Using the Hofbogen Project as his case study, Wesselman argues that the elevated park’s function in an urban environment is not only defined by its specific materiality and architecture, but also its concept as “an elevated space, designed for different speeds, temporalities, and perspectives on the city below.” As a new space on top of an existing urban space, the elevated park plays into a particular spatial imagination, in which the structure itself offers an alternative or “other” experience of the city that it overlooks. This experience of spatial “otherness”, or heterotopia, influences the movements of the elevated park’s users which, by extension, influences how these users interact with the city. Through his reading of the Hofbogen Project, Wesselman successfully shows how the elevated park’s heterotopian features, which engender these experiences of otherness, “offer insights into the workings of contemporary urban redevelopment.”
The Awards Committee congratulates Wesselman on this highly relevant and rigorous academic work. In addition, the Committee finds it important to acknowledge that the author produced this remarkable text despite not currently having a research appointment at the university.
The 2018 ASCA book award is granted to Leonie Schmidt’s monograph Islamic Modernities in South East Asia: Exploring Indonesian Popular and Visual Culture.
Schmidt’s monograph investigates conceptions of modernity and Islam in popular culture from Indonesia, a country that is simultaneously Islamising and modernizing. Schmidt’s case studies are impressively diverse: they range from Islamic-themed television programs and Islamic rock music to religious self-help books and restyled shopping malls during the Ramadan period.
By no means does Schmidt question the compatibility of modernity and religiosity (Islam is modern, and in many of her case studies Islam is cool, too). Schmidt’s analyses show how different orientations of Islam and multiple styles of modernity struggle for hegemony or come to cohere in, sometimes unexpected, alliances (the phenomenon of “heavy metal clerics” is a case in point). Central in these pop-cultural expressions is the question what it means to be modern as a Muslim.
Schmidt’s study combines a keen eye for detail (fascinating, for instance, are her analyses of Arabic-themed motifs in the decorations of shops during Ramadan) with a carefully argued, and theoretically sophisticated, acknowledgement of the diversified forms that both modernity and Islam may take.

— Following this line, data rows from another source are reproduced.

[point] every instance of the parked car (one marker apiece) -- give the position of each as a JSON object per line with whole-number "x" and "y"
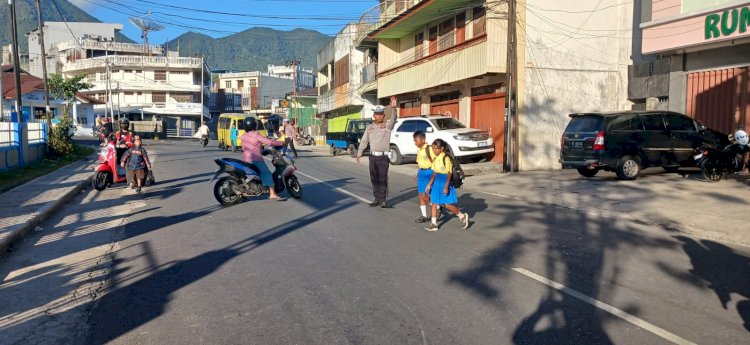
{"x": 465, "y": 143}
{"x": 349, "y": 140}
{"x": 628, "y": 142}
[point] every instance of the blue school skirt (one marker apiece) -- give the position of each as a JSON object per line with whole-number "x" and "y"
{"x": 423, "y": 179}
{"x": 436, "y": 194}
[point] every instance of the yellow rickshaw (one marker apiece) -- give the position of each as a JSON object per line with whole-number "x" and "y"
{"x": 229, "y": 123}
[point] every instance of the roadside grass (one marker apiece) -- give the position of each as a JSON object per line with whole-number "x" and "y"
{"x": 18, "y": 176}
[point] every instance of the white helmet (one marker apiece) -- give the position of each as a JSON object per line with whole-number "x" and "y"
{"x": 741, "y": 137}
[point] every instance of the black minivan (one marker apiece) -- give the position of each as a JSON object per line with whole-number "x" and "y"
{"x": 627, "y": 142}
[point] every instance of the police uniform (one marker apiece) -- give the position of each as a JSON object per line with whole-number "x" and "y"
{"x": 378, "y": 136}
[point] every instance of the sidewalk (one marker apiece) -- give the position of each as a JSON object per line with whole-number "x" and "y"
{"x": 682, "y": 202}
{"x": 26, "y": 206}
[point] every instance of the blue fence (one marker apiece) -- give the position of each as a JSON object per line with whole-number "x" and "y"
{"x": 21, "y": 143}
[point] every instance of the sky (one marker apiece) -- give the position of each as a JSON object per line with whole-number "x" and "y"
{"x": 227, "y": 16}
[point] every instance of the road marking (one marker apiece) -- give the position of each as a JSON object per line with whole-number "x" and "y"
{"x": 344, "y": 191}
{"x": 608, "y": 308}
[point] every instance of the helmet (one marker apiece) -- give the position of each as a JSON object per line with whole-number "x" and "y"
{"x": 250, "y": 124}
{"x": 125, "y": 124}
{"x": 741, "y": 137}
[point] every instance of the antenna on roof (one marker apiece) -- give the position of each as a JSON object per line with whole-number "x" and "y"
{"x": 146, "y": 25}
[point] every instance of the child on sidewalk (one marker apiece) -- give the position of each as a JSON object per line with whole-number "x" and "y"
{"x": 440, "y": 187}
{"x": 424, "y": 174}
{"x": 136, "y": 161}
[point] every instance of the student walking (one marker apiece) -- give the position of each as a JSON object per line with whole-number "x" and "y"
{"x": 424, "y": 173}
{"x": 440, "y": 187}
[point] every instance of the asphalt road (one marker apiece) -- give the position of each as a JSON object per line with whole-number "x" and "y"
{"x": 328, "y": 269}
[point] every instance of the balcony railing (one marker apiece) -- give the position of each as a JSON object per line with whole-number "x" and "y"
{"x": 110, "y": 46}
{"x": 135, "y": 61}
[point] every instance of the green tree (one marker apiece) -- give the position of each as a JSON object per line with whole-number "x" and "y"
{"x": 60, "y": 136}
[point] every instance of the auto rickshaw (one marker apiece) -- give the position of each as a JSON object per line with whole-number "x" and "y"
{"x": 226, "y": 123}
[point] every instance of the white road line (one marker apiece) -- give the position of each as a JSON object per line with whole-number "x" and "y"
{"x": 608, "y": 308}
{"x": 336, "y": 188}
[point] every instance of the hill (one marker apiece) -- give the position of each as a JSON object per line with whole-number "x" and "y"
{"x": 26, "y": 17}
{"x": 253, "y": 49}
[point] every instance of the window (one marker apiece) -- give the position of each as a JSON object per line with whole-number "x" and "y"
{"x": 421, "y": 126}
{"x": 408, "y": 127}
{"x": 447, "y": 35}
{"x": 680, "y": 123}
{"x": 652, "y": 122}
{"x": 626, "y": 122}
{"x": 460, "y": 28}
{"x": 341, "y": 71}
{"x": 159, "y": 97}
{"x": 433, "y": 40}
{"x": 479, "y": 21}
{"x": 419, "y": 46}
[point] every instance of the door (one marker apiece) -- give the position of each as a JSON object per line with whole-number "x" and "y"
{"x": 684, "y": 135}
{"x": 488, "y": 114}
{"x": 447, "y": 108}
{"x": 657, "y": 145}
{"x": 403, "y": 137}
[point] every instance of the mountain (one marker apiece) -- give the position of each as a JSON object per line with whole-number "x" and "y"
{"x": 27, "y": 21}
{"x": 253, "y": 49}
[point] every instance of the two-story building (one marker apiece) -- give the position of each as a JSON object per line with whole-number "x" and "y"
{"x": 141, "y": 82}
{"x": 696, "y": 60}
{"x": 341, "y": 63}
{"x": 450, "y": 57}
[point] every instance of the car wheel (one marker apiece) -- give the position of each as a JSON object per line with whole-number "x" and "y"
{"x": 628, "y": 168}
{"x": 396, "y": 157}
{"x": 586, "y": 172}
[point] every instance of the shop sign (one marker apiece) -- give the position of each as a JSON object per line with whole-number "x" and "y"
{"x": 727, "y": 23}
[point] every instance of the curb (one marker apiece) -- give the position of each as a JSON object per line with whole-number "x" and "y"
{"x": 17, "y": 232}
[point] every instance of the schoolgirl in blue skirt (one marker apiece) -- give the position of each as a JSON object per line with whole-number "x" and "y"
{"x": 440, "y": 188}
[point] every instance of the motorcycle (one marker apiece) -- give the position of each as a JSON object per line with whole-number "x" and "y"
{"x": 718, "y": 163}
{"x": 108, "y": 171}
{"x": 305, "y": 140}
{"x": 244, "y": 178}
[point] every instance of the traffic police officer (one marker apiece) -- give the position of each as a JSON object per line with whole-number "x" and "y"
{"x": 378, "y": 136}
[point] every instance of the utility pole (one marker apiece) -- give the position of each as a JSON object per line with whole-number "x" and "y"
{"x": 509, "y": 157}
{"x": 44, "y": 64}
{"x": 16, "y": 61}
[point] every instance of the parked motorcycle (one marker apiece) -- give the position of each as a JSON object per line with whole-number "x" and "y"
{"x": 109, "y": 171}
{"x": 718, "y": 163}
{"x": 244, "y": 178}
{"x": 305, "y": 140}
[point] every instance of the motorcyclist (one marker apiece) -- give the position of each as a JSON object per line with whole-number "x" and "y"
{"x": 252, "y": 145}
{"x": 123, "y": 137}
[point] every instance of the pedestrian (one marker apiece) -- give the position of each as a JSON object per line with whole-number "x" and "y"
{"x": 233, "y": 136}
{"x": 290, "y": 131}
{"x": 136, "y": 161}
{"x": 442, "y": 191}
{"x": 424, "y": 173}
{"x": 378, "y": 137}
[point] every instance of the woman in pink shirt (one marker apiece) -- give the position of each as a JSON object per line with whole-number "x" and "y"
{"x": 252, "y": 146}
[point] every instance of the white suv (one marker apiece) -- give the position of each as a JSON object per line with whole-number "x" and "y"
{"x": 464, "y": 142}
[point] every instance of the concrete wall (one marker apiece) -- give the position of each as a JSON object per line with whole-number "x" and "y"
{"x": 20, "y": 152}
{"x": 567, "y": 64}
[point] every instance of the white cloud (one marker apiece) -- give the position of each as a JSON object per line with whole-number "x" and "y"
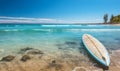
{"x": 4, "y": 19}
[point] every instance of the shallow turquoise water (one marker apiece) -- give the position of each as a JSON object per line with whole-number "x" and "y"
{"x": 53, "y": 39}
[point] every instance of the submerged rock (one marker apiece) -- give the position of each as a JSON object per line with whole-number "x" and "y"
{"x": 70, "y": 43}
{"x": 54, "y": 64}
{"x": 25, "y": 49}
{"x": 25, "y": 58}
{"x": 34, "y": 52}
{"x": 8, "y": 58}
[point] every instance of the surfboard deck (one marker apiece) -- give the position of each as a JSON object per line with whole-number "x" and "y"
{"x": 96, "y": 49}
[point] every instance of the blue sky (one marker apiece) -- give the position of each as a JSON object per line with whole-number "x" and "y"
{"x": 57, "y": 11}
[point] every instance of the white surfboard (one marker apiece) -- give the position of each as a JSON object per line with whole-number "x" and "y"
{"x": 96, "y": 49}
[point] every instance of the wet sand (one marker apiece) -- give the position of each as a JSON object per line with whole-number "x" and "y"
{"x": 65, "y": 62}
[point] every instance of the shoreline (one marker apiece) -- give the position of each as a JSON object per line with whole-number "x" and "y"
{"x": 66, "y": 62}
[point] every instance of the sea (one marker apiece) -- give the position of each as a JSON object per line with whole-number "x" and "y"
{"x": 55, "y": 38}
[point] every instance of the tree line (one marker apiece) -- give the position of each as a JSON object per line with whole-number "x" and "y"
{"x": 113, "y": 19}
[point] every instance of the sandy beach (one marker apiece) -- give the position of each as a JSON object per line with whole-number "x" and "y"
{"x": 65, "y": 62}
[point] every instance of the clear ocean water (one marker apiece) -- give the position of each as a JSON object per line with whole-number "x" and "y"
{"x": 53, "y": 39}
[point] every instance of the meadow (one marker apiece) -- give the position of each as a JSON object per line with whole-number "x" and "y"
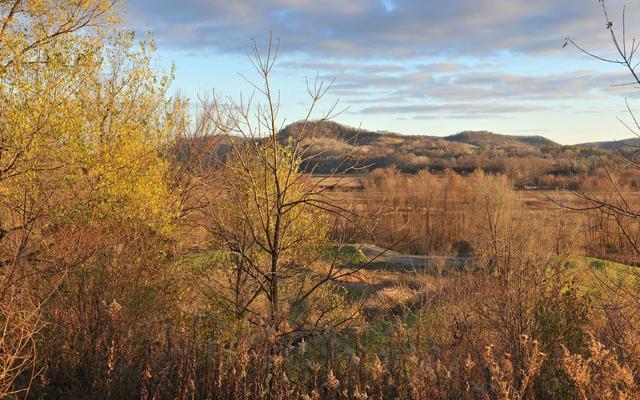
{"x": 155, "y": 248}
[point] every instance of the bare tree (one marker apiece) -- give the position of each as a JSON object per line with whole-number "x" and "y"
{"x": 284, "y": 272}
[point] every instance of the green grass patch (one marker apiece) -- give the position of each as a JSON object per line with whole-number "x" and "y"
{"x": 597, "y": 275}
{"x": 349, "y": 255}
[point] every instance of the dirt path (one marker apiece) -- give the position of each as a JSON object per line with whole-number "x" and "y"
{"x": 377, "y": 254}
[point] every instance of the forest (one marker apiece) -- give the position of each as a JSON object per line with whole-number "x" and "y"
{"x": 157, "y": 247}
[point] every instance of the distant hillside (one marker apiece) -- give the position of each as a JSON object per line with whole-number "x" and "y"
{"x": 529, "y": 160}
{"x": 624, "y": 144}
{"x": 489, "y": 139}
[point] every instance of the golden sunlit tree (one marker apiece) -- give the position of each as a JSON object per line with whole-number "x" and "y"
{"x": 85, "y": 123}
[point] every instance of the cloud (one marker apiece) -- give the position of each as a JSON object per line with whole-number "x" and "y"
{"x": 455, "y": 110}
{"x": 411, "y": 59}
{"x": 369, "y": 28}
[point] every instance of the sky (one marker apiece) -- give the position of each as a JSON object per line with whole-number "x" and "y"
{"x": 428, "y": 67}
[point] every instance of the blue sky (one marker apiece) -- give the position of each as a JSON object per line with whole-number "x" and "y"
{"x": 411, "y": 66}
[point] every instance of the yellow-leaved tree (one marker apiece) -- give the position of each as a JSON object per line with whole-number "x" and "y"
{"x": 85, "y": 125}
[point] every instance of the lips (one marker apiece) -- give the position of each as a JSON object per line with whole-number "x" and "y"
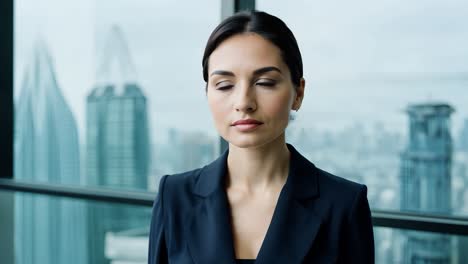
{"x": 247, "y": 122}
{"x": 246, "y": 125}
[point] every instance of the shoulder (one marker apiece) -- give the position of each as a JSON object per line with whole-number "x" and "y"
{"x": 339, "y": 196}
{"x": 338, "y": 186}
{"x": 179, "y": 183}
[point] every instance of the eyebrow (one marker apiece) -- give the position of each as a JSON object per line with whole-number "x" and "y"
{"x": 256, "y": 72}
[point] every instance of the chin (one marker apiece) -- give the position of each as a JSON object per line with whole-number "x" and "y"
{"x": 248, "y": 141}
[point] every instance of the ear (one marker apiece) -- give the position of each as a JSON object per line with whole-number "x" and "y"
{"x": 299, "y": 95}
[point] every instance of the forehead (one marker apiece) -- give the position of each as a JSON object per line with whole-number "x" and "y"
{"x": 245, "y": 52}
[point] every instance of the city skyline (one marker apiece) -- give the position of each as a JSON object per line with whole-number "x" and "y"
{"x": 177, "y": 87}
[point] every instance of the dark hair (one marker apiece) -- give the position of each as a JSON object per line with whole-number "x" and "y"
{"x": 265, "y": 25}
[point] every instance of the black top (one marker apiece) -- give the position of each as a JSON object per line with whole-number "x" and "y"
{"x": 245, "y": 261}
{"x": 318, "y": 215}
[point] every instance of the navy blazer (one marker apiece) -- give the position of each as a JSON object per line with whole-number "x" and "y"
{"x": 319, "y": 218}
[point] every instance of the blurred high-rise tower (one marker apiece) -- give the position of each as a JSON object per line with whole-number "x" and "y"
{"x": 426, "y": 179}
{"x": 117, "y": 137}
{"x": 47, "y": 230}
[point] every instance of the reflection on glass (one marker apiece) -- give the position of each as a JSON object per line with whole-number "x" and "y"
{"x": 51, "y": 233}
{"x": 365, "y": 65}
{"x": 407, "y": 246}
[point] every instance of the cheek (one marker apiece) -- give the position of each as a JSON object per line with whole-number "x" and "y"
{"x": 279, "y": 106}
{"x": 218, "y": 107}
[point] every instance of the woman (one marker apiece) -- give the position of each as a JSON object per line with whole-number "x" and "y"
{"x": 260, "y": 201}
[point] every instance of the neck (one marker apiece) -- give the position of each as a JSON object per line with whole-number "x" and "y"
{"x": 258, "y": 168}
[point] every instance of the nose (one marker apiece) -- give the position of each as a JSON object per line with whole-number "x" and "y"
{"x": 245, "y": 99}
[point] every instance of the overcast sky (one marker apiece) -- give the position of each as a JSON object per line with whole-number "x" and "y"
{"x": 363, "y": 60}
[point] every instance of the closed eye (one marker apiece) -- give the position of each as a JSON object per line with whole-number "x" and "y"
{"x": 225, "y": 87}
{"x": 264, "y": 83}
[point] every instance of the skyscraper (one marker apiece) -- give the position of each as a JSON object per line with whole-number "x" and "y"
{"x": 426, "y": 179}
{"x": 117, "y": 149}
{"x": 47, "y": 230}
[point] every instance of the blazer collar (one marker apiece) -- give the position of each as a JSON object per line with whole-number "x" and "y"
{"x": 292, "y": 230}
{"x": 302, "y": 178}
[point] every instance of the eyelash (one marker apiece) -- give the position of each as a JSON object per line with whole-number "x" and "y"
{"x": 266, "y": 84}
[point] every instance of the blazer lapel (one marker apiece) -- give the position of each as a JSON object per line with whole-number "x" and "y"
{"x": 292, "y": 230}
{"x": 295, "y": 224}
{"x": 209, "y": 229}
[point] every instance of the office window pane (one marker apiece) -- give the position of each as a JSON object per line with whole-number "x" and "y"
{"x": 386, "y": 97}
{"x": 409, "y": 246}
{"x": 110, "y": 93}
{"x": 46, "y": 229}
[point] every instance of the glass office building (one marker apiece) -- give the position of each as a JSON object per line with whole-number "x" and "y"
{"x": 46, "y": 150}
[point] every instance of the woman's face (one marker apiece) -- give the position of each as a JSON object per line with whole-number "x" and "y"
{"x": 249, "y": 83}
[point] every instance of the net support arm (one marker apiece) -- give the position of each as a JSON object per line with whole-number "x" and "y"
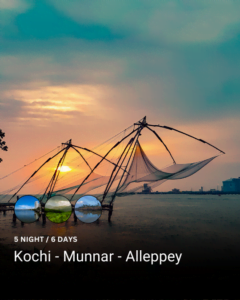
{"x": 34, "y": 173}
{"x": 200, "y": 140}
{"x": 103, "y": 158}
{"x": 82, "y": 157}
{"x": 162, "y": 143}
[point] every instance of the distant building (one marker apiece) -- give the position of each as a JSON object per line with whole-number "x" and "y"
{"x": 146, "y": 189}
{"x": 231, "y": 185}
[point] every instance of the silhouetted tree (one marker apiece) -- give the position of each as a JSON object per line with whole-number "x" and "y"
{"x": 2, "y": 143}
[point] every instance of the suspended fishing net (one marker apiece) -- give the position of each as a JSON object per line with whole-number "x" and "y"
{"x": 114, "y": 168}
{"x": 143, "y": 171}
{"x": 36, "y": 178}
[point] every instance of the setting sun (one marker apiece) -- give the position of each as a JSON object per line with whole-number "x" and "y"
{"x": 64, "y": 169}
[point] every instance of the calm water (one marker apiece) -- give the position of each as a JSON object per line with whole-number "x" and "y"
{"x": 206, "y": 229}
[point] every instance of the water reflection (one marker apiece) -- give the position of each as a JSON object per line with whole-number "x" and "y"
{"x": 26, "y": 216}
{"x": 88, "y": 216}
{"x": 58, "y": 217}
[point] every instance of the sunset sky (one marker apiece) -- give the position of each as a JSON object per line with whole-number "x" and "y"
{"x": 86, "y": 70}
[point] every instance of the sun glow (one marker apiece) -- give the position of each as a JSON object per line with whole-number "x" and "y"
{"x": 64, "y": 169}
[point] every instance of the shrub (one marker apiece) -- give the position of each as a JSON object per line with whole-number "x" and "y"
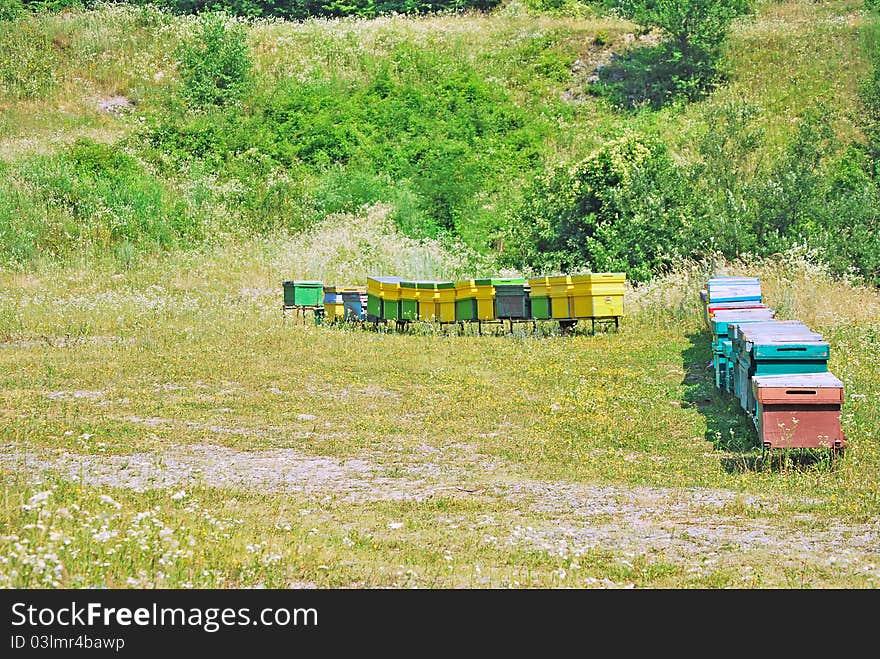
{"x": 620, "y": 209}
{"x": 685, "y": 64}
{"x": 10, "y": 9}
{"x": 215, "y": 66}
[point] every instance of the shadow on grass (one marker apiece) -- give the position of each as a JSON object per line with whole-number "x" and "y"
{"x": 652, "y": 76}
{"x": 728, "y": 427}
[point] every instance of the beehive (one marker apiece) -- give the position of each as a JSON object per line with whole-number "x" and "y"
{"x": 798, "y": 411}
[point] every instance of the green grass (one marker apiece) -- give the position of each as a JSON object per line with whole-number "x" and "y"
{"x": 442, "y": 461}
{"x": 445, "y": 119}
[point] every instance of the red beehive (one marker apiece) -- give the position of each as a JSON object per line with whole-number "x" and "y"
{"x": 799, "y": 410}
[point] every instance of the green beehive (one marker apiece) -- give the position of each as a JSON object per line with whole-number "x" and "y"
{"x": 541, "y": 308}
{"x": 374, "y": 305}
{"x": 303, "y": 293}
{"x": 512, "y": 299}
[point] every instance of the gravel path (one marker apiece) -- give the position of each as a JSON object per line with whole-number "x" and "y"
{"x": 567, "y": 519}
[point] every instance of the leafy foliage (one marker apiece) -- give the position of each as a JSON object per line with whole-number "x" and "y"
{"x": 215, "y": 66}
{"x": 617, "y": 210}
{"x": 684, "y": 64}
{"x": 301, "y": 9}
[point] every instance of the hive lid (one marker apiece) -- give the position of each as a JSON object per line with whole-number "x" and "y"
{"x": 385, "y": 280}
{"x": 814, "y": 380}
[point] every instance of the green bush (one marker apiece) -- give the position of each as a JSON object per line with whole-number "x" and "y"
{"x": 684, "y": 65}
{"x": 301, "y": 9}
{"x": 423, "y": 131}
{"x": 10, "y": 9}
{"x": 215, "y": 65}
{"x": 870, "y": 100}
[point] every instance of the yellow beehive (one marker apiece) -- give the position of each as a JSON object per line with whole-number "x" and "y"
{"x": 427, "y": 298}
{"x": 333, "y": 312}
{"x": 561, "y": 289}
{"x": 446, "y": 304}
{"x": 388, "y": 288}
{"x": 598, "y": 295}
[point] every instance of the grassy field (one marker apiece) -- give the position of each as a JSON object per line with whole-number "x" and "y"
{"x": 161, "y": 424}
{"x": 165, "y": 427}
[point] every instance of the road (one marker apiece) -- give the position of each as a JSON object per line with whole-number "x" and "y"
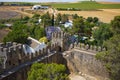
{"x": 13, "y": 70}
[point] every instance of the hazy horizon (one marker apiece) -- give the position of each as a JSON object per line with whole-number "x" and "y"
{"x": 54, "y": 0}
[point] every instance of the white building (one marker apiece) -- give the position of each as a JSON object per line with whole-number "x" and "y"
{"x": 36, "y": 7}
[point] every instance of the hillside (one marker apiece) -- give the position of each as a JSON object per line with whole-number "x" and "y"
{"x": 86, "y": 5}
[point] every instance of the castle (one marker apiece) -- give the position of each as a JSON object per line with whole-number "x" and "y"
{"x": 12, "y": 54}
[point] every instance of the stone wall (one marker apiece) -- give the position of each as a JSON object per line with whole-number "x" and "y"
{"x": 85, "y": 63}
{"x": 22, "y": 73}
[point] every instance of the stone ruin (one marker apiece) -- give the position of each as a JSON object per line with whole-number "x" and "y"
{"x": 12, "y": 54}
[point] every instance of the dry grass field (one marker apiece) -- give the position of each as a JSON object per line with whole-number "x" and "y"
{"x": 13, "y": 11}
{"x": 105, "y": 15}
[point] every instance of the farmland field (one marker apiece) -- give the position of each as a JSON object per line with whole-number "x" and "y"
{"x": 86, "y": 5}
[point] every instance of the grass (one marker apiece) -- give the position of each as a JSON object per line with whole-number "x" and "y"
{"x": 81, "y": 5}
{"x": 86, "y": 5}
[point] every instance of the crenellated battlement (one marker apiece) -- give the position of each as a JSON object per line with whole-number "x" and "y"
{"x": 12, "y": 54}
{"x": 91, "y": 48}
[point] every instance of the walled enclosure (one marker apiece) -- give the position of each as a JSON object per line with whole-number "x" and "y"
{"x": 82, "y": 61}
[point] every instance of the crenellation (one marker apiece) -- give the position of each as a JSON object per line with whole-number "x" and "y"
{"x": 87, "y": 47}
{"x": 1, "y": 49}
{"x": 1, "y": 44}
{"x": 8, "y": 44}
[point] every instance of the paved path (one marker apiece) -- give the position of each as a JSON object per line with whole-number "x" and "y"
{"x": 11, "y": 71}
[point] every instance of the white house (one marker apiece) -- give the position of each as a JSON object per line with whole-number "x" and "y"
{"x": 36, "y": 7}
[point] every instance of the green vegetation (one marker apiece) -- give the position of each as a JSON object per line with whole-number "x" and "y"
{"x": 40, "y": 71}
{"x": 111, "y": 57}
{"x": 23, "y": 28}
{"x": 86, "y": 5}
{"x": 102, "y": 33}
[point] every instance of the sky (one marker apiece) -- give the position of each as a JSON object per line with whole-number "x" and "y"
{"x": 53, "y": 0}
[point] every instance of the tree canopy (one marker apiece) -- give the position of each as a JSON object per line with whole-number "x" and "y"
{"x": 111, "y": 57}
{"x": 41, "y": 71}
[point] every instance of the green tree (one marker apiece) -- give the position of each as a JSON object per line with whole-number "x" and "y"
{"x": 39, "y": 32}
{"x": 116, "y": 25}
{"x": 58, "y": 19}
{"x": 18, "y": 34}
{"x": 102, "y": 33}
{"x": 40, "y": 71}
{"x": 64, "y": 18}
{"x": 111, "y": 57}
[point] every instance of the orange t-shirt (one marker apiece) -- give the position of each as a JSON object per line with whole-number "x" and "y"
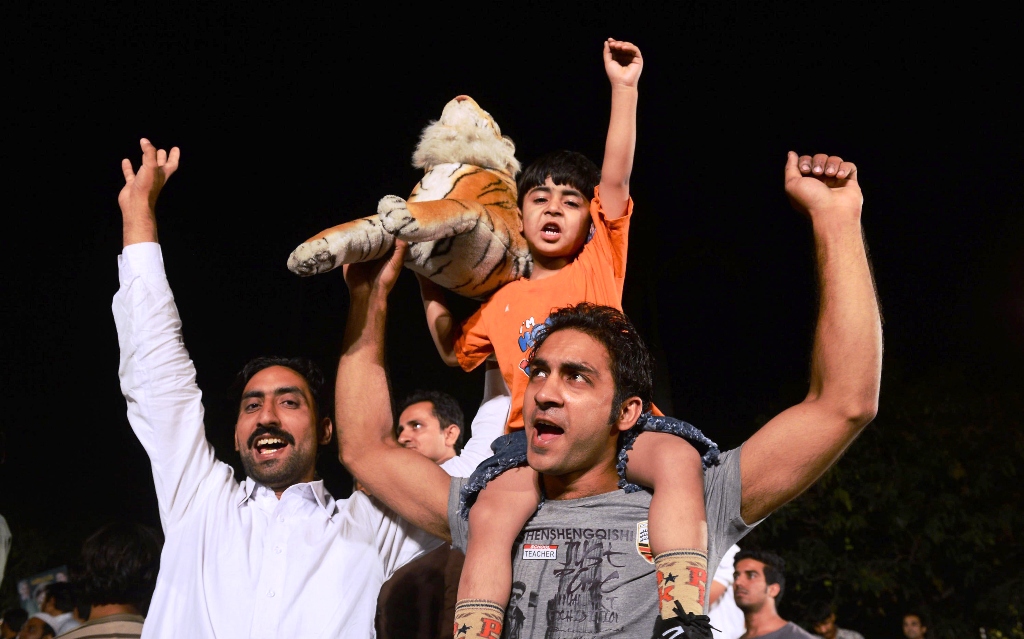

The relevance of this approach extends far beyond the specificity of the cases. Think, for instance, of the recently published report by The Netherlands Institute for Social Research, that concludes that Dutch Muslims are becoming “more religious.” Looming large over interpretations of this news (in right-wing politics and media) are notions about the supposedly anti-modern and anti-democratic threats posed by religion. In contexts like this, Schmidt’s exploration of heterogeneous Islamic modernities adds a much-needed perspective.